The Committee on Payments and Market Infrastructures (CPMI) and the International Organization of Securities Commissions (IOSCO) recently issued a statement on the clearing of deliverable FX instruments. This statement clarifies the expectations of CPMI and IOSCO – as originally set out in the Principles for Financial Market Infrastructures — with respect to CCP clearing of deliverable FX instruments and the associated models for effecting their settlement.


The CPMI and IOSCO are issuing this statement in light of industry developments with respect to CCP clearing of deliverable FX instruments and the associated models for effecting
their settlement. The statement applies only to the clearing of deliverable FX instruments by CCPs. The clearing of deliverable FX instruments involves the simultaneous settlement of obligations in more than one currency. In meeting its obligations under the CPMI-IOSCO Principles for financial market infrastructures (PFMI), a CCP is not obliged to use any particular settlement process for deliverable FX instruments and can use ‘paired settlement’ arrangements whereby a CCP assigns bilateral delivery obligations between participants. It is, however, a fundamental feature of central clearing that transactions between different direct participants (clearing members) can be cleared through the CCP. A model in which there are only transactions between indirect participants (clients) of the same direct participant and/ or transactions between direct participants with their own indirect participants is not compatible with the PFMI.

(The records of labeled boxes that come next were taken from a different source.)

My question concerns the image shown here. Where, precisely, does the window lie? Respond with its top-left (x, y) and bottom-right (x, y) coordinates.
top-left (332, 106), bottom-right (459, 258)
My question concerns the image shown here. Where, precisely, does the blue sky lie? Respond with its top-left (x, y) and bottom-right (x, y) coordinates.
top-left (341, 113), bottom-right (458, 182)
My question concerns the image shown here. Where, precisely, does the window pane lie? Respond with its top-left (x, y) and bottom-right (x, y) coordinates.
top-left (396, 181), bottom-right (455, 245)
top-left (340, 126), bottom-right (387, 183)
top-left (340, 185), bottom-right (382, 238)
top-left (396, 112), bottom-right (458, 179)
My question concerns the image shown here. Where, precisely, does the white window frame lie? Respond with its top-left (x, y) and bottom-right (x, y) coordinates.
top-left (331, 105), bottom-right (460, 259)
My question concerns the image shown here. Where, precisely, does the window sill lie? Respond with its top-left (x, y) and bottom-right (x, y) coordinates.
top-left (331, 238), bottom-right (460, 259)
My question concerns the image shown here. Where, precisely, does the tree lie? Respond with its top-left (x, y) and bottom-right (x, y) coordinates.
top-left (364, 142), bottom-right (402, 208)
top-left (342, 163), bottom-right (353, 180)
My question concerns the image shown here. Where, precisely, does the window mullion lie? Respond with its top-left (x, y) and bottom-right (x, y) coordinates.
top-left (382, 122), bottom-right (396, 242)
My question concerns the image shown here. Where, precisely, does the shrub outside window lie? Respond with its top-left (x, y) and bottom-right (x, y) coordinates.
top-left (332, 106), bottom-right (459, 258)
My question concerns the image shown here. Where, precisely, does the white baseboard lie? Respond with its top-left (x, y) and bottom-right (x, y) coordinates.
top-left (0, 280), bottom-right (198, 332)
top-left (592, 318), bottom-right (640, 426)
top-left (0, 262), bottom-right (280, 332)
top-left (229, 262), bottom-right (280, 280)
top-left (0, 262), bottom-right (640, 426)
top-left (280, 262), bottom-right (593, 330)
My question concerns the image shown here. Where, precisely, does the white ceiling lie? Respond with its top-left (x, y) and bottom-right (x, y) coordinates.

However, irrespective of the settlement process used, the CCP shall remain responsible for that process and for ensuring that it satisfies the PFMI. Additionally, participants need to be able to understand and manage any bilateral risks that might arise during settlement. According to PFMI, a CCP intending to clear deliverable FX instruments should ensure that it maintains sufficient qualifying, highly reliable liquid resources to cover, on time, liquidity shortfalls that could arise in the settlement of cleared transactions in all settled currencies in default scenarios. This should include, at a minimum, the default of the participant and its affiliates that would generate the largest aggregate liquidity obligation in extreme but plausible market conditions.

The qualifying, highly reliable liquid resources may include rules-based liquidity arrangements between a CCP and its participants that provide liquidity resources equivalent to committed lines of credit, committed foreign exchange swaps and committed repos. As part of these qualifying liquidity arrangements, participants commit, within pre-defined limits and pre-agreed terms and conditions, to lend or sell to the CCP the relevant currency in order to provide the liquidity necessary to complete same day settlement in the correct currency. This includes arrangements whereby participants swap, with the CCP, the currency owed to them by the CCP for the counter-currency they would have delivered to the CCP.

CPMI and IOSCO expect CCPs, irrespective of the settlement model used, to ensure the same level of confidence in the completion of same day settlement of obligations on the originally specified settlement date, irrespective of whether a potential liquidity shortfall on default relates to the obligation of the CCP itself or to obligations of one participant to another. In the paired settlement model, this may include arrangements whereby participants agree within pre-defined limits and pre-agreed terms and conditions to swap the currency owed to them by their paired counterparty for the counter-currency they would have delivered to that counterparty.

Regardless of the settlement model used, a CCP must conduct appropriate due diligence on its participants’ ability to understand, quantify and manage the associated contingent liquidity obligations under its rules; the CCP must identify the point at which other qualifying liquid resources would be exhausted and any rules-based arrangements would need to be invoked. CPMI and IOSCO would expect the terms and conditions around such arrangements to be set out in rules or other contractual documentation agreed between the CCP and participants; and to ensure the provision of information sufficient to enable the appropriate identification, control and mitigation of risks in the system by all parties involved.